As Captain Biggar did so, his fingers, spine and stomach muscles trembled. It is almost impossible to clasp a pendant round its owner's neck without touching that neck in spots, and he touched his companion's in several. And every time he touched it, something seemed to go through him like a knife.

It was as though the moon, the nightingale, the breeze, the stock and the tobacco plant were calling to him to cover this neck with burning kisses.

Only Tubby Frobisher and the Subahdar, forming a solid bloc in opposition, restrained him.

"Straight bat, old boy!" said Tubby Frobisher.

"Remember you're a white man," said the Subahdar.

He clenched his fists and was himself again.

"It must be jolly," he said, recovering his bluffness, "to be rich enough to think ten thousand dollars isn't anything to write home about."

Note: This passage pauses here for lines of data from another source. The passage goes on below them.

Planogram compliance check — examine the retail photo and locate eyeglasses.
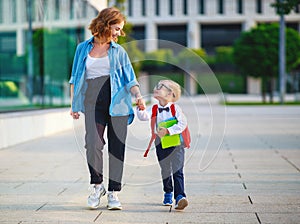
[155,83,172,92]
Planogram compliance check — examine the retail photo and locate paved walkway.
[0,98,300,224]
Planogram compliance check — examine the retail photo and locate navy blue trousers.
[155,138,186,199]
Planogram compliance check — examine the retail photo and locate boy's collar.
[158,102,173,108]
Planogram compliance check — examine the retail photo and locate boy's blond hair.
[160,79,181,102]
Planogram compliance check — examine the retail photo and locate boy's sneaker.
[107,191,122,210]
[87,184,106,209]
[163,193,173,206]
[175,195,189,210]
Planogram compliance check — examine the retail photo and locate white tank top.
[85,54,110,79]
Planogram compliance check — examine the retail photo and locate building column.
[16,28,26,56]
[187,20,200,48]
[145,21,158,52]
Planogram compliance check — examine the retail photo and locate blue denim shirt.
[69,37,139,124]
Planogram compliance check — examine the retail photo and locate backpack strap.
[170,104,191,148]
[144,104,158,157]
[170,103,176,117]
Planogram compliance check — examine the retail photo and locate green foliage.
[271,0,300,15]
[233,23,300,78]
[197,73,245,94]
[0,81,19,97]
[216,46,234,64]
[0,54,26,76]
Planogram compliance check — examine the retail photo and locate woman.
[70,7,145,210]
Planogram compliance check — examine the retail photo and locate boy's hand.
[157,127,169,138]
[136,98,146,110]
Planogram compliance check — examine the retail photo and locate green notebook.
[158,117,181,149]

Mrs. Spottsworth felt like an actor receiving a cue.

"Do you think that rich women are happy, Captain Biggar?"

The Captain said that all those he had met—and in his capacity of White Hunter he had met quite a number—had seemed pretty bobbish.

"They wore the mask."

"Eh?"

"They smiled to hide the ache in their hearts," explained Mrs. Spottsworth.

The Captain said he remembered one of them, a large blonde of the name of Fish, dancing the can-can one night in her step-ins, and Mrs.